First, the switch 14 is closed and the switch 15 is opened, an alternating current having a predetermined current value (A) is passed through the test body 11, and the potential difference (V) at both ends of the test body 11 is measured. Then, the potential difference (V) is divided by the current value (A) to obtain the _AC resistance (R _AC ) of the test body 11. Next, the switch 14 is opened and the switch 15 is closed, so that the test body 11
A direct current having a predetermined current value (A) is applied to the device, and the potential difference (V) at both ends of the test body 11 is measured. Then, the potential difference (V) is divided by the current value (A) to obtain the AC resistance (R _DC ) of the test body 11. Then, the ratio ( _AC / R resistance ratio) R _AC / R _DC of the AC resistance R _AC and the DC resistance R _DC is calculated. It can be said that the smaller the AC / DC resistance ratio, the less the hysteresis loss. Table 1 also shows the AC / DC resistance ratio at each current value of the overhead power transmission line of the example and the conventional example.

[0015]

[Table 1]

As is clear from Table 1, in the conventional overhead power transmission line, the AC / DC resistance ratio was as large as about 1.04 when the measured current was 180 A, for example. This is due to the large hysteresis loss of the core. On the other hand, in Examples 1 to 3, when the measured current is 180 A, the AC / DC resistance ratio is as small as about 1.004 or less. From this, it is clear that the overhead power transmission line according to the present invention has a smaller power transmission loss than the conventional overhead power transmission line and can improve the power transmission efficiency.

[0017]

As described above, in the low power loss electric wire for overhead power transmission lines according to the present invention, the central element wire assembly, which is a tension member, is composed of a non-magnetic material or substantially non-magnetic material wire. Therefore, the hysteresis loss is extremely small,
The power loss caused by the alternating current flowing through the overhead power transmission line can be significantly suppressed, and the power transmission efficiency can be significantly improved.

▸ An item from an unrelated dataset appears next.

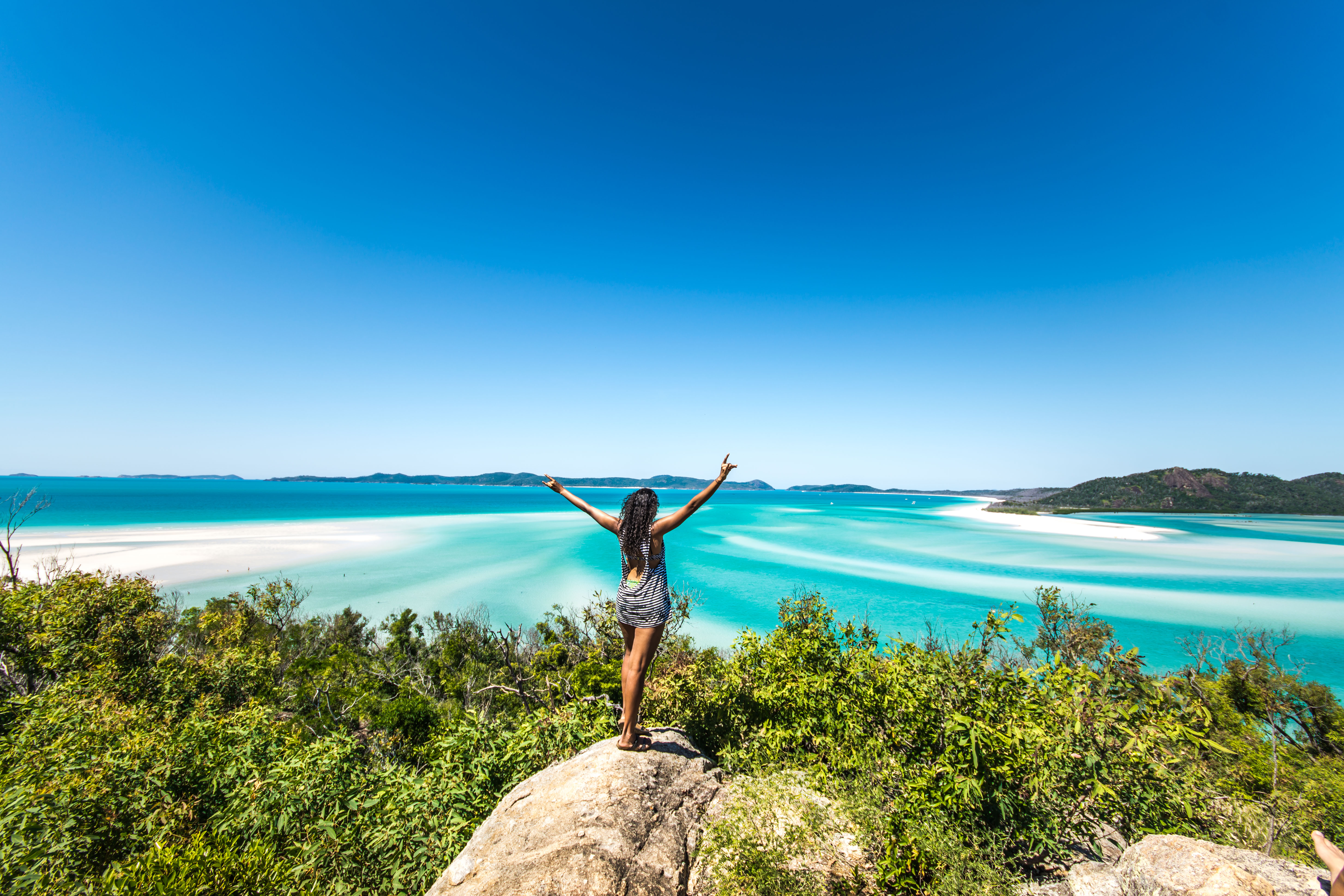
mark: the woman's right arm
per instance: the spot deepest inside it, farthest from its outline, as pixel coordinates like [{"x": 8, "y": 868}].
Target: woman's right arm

[Brief description of drawings]

FIG. 1 is a cross-sectional view showing a low power loss electric wire for overhead power transmission according to an embodiment of the present invention.

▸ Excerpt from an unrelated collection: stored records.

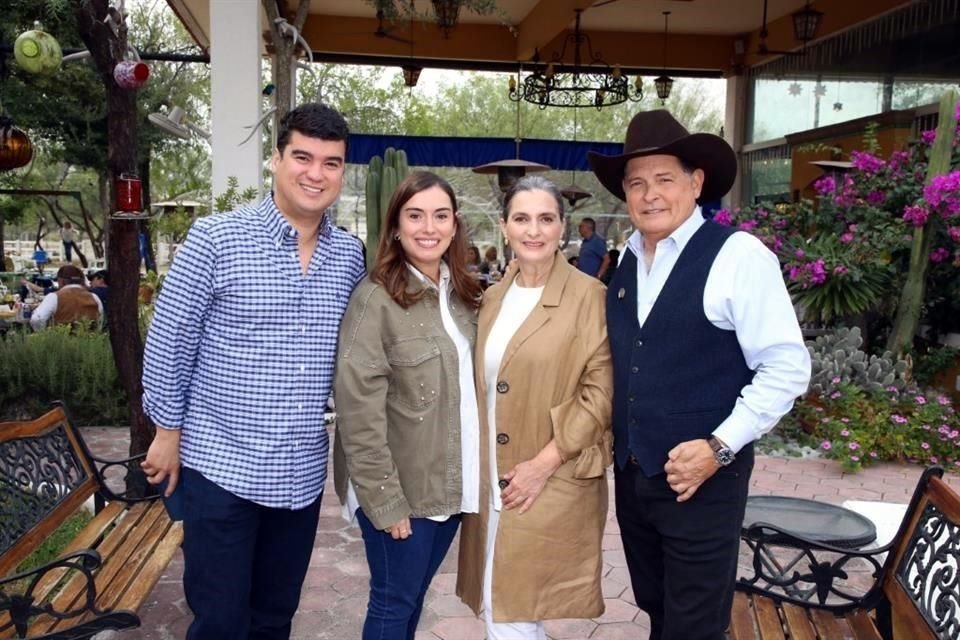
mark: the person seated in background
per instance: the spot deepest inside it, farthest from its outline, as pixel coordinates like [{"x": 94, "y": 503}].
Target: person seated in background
[
  {"x": 100, "y": 287},
  {"x": 490, "y": 268},
  {"x": 70, "y": 303}
]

FIG. 2 is a schematic diagram showing a method for testing hysteresis loss.

FIG. 3 is a cross-sectional view showing a conventional overhead power transmission wire.

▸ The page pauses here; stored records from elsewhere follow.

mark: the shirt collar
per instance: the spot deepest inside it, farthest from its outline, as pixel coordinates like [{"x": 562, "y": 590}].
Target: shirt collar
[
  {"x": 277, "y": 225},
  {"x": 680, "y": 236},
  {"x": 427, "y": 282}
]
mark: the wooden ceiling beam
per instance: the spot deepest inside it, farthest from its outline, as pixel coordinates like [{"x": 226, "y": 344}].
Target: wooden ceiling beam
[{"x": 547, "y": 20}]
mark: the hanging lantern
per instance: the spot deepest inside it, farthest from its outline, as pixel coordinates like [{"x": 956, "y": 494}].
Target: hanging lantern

FIG. 4 is a schematic diagram showing a problem of a conventional overhead power transmission wire.

[Explanation of reference signs] 1,21; central element wire 2, 22; aluminum or aluminum alloy wire 11; test body 12; AC power supply 13; DC power supply 14, 15; switch 16; current regulator 17; ammeter 18; voltage Total

Claims (2)

[Claims] 1. A Fe-Ni-Cr alloy wire, a Ti wire, and a T wire.
A central element wire assembly formed by bundling at least one kind of wire selected from the group consisting of an i alloy wire and a wire containing an inorganic or organic fiber, and arranged around the central element wire assembly Low power loss electric wire for overhead power transmission, comprising: 2. The line containing the inorganic or organic fiber,
The low power loss electric wire for overhead power transmission according to claim 1, wherein the electric wire is an inorganic or organic fiber contained in a non-magnetic pipe.